The effect of GSNO and GEA in CFBE (A) and CFSME (B) cells on the Cl^-efflux rate. Cells were treated with 60 μM GSNO for 4 hours or 25 μM GEA for the indicated time, then the Cl^- efflux rate was measured with the fluorescent indicator MQAE. "J basal": the basal efflux rate (recorded during exposure to Cl^--free SR without agonists). "J cAMP": the cAMP-stimulated efflux rate (recorded during exposure to Cl^--free SR containing 20 μM forskolin and 100 μM IBMX). For some experiments, during the basal efflux 400 μM DIDS was used to block Cl^- channels (different from CFTR), while the CFTR specific inhibitor CFTR_inh-172 (40 μM) was used during the cAMP-stimulated efflux. Data are expressed as mean ± SEM and the number of experiments in each group is shown in each column.

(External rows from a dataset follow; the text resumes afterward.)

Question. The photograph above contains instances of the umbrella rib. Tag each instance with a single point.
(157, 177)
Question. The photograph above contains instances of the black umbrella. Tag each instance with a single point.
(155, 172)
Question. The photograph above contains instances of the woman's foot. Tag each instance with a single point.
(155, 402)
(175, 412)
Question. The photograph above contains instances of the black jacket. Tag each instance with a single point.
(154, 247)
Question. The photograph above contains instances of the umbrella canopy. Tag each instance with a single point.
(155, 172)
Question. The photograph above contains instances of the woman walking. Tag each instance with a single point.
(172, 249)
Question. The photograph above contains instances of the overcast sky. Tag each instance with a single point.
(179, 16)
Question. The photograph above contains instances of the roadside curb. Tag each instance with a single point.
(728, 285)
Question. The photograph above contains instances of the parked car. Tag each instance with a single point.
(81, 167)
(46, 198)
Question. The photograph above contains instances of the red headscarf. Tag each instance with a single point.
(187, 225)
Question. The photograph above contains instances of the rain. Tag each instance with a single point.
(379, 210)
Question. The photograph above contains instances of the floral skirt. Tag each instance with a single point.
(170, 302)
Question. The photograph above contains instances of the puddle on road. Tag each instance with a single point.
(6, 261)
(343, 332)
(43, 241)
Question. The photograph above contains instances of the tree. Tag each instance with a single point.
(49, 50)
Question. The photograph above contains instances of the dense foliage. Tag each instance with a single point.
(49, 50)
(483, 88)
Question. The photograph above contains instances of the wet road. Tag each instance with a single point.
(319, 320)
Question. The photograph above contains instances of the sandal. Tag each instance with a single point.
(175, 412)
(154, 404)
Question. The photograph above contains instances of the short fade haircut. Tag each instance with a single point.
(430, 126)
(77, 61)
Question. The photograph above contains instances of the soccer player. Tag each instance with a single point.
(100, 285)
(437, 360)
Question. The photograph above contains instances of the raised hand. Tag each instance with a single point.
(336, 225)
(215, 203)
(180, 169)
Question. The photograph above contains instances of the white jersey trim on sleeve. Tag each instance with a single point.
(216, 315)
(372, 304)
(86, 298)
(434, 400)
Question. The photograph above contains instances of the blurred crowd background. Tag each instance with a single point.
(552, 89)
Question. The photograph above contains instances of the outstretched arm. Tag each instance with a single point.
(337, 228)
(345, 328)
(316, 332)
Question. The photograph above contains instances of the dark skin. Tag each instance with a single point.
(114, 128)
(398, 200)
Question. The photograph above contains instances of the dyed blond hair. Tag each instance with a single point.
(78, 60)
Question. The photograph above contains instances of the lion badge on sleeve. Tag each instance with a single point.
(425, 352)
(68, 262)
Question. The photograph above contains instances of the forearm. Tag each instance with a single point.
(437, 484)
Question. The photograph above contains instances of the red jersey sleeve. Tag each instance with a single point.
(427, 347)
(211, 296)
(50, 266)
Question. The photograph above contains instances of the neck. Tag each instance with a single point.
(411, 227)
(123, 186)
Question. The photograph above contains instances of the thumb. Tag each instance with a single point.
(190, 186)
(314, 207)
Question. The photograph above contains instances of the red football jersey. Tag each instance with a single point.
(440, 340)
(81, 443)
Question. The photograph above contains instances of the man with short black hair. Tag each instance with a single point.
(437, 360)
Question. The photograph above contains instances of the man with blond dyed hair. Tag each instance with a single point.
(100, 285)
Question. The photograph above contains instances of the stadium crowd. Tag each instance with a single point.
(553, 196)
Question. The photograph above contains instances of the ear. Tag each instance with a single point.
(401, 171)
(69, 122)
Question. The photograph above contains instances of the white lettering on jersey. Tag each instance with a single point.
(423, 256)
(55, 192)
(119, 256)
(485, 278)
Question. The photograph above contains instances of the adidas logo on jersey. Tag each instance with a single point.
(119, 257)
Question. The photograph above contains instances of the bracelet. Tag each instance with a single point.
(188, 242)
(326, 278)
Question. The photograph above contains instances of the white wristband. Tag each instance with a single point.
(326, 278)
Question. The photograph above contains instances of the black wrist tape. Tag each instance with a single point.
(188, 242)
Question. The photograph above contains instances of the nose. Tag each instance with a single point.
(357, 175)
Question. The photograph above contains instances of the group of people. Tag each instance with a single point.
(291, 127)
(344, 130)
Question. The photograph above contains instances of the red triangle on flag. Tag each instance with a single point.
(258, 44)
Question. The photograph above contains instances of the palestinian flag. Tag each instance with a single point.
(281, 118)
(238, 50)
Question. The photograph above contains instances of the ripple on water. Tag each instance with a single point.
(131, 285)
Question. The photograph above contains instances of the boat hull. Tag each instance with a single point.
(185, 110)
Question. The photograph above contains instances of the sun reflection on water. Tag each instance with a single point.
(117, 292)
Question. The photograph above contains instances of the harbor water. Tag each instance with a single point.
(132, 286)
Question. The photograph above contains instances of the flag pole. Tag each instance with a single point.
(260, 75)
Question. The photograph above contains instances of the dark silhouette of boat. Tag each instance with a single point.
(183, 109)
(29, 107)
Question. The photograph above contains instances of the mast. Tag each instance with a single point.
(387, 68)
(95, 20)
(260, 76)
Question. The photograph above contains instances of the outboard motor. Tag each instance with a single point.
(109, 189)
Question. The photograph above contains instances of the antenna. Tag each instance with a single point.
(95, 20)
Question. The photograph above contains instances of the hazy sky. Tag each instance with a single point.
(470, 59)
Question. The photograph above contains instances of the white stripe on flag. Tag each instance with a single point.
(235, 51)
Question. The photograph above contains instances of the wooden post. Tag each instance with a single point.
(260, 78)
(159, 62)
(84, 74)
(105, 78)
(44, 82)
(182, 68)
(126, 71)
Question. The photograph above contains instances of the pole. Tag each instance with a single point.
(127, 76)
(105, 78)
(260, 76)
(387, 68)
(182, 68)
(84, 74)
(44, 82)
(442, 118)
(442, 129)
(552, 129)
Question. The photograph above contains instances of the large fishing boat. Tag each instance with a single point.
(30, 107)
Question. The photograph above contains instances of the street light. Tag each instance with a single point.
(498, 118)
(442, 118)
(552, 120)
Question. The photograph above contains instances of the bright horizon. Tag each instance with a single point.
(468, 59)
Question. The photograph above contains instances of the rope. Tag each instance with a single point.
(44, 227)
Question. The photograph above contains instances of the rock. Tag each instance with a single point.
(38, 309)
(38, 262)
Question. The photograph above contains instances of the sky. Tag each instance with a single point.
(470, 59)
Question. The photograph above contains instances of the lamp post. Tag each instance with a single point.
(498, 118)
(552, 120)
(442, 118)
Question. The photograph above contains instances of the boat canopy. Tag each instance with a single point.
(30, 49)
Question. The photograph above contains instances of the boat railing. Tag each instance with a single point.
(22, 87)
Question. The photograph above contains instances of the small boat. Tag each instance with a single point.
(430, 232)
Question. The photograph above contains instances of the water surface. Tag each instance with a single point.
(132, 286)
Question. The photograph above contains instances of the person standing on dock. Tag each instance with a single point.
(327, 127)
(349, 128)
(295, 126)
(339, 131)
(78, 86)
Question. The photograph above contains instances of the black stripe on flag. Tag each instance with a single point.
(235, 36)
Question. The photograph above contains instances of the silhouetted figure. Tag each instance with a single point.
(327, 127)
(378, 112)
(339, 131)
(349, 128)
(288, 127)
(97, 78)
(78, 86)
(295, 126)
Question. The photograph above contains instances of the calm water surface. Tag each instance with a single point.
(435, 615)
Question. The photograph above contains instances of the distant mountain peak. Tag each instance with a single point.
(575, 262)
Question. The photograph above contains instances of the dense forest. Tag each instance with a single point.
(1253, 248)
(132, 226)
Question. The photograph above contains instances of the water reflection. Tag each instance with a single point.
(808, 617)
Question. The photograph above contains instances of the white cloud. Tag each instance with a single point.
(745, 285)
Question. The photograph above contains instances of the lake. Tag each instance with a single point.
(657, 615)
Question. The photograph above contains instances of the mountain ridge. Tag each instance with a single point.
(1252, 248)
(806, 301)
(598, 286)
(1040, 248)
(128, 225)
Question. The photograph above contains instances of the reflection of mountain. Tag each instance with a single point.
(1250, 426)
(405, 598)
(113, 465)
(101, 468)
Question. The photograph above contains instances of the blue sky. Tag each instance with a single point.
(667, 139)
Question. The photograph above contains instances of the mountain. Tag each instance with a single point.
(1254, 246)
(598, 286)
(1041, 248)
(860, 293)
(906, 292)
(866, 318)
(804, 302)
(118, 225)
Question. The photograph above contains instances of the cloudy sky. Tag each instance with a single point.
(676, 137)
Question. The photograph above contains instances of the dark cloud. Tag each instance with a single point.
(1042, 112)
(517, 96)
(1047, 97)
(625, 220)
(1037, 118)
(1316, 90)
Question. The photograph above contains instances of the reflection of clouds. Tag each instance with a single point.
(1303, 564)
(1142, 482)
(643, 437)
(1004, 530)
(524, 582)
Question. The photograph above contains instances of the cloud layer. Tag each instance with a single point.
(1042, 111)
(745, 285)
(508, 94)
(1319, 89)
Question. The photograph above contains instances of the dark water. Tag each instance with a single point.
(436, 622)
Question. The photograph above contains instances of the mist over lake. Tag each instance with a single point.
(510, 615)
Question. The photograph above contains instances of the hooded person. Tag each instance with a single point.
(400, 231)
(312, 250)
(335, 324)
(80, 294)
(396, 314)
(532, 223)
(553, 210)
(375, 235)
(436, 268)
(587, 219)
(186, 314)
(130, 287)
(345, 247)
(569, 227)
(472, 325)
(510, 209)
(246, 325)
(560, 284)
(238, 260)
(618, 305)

Significant difference from the control (ANOVA) is indicated by asterisks (* p < 0.05, ** p < 0.01).

Figure 4

The effect of GSNO on intracellular ion composition in CFSME cells assessed by X-ray microanalysis method. "Control": Cells kept 2 min in Cl^--free SR. "GSNO": cells treated with 60 μM GSNO for 4 hours, then exposed for 3 min to Cl^--free SR. fors+IBMX = 3 min exposure to Cl^--free SR containing 20 μM forskolin and 100 μM IBMX. Data are expressed as mean ± SEM. Significant difference from the control (ANOVA) is indicated by asterisks (* p < 0.05, ** p < 0.01).

Figure 5

Plot of the intracellular calcium concentration in the CFBE cells. In the control experiment (continuous line) the cells were exposed only to ATP (the duration is indicated by the horizontal line). In another experiment (dotted line) the cells were exposed first to GSNO, then, after a 5 minutes washing step, to ATP. The two results were overlapped. Plots represent the averaged results of 3–6 experiments.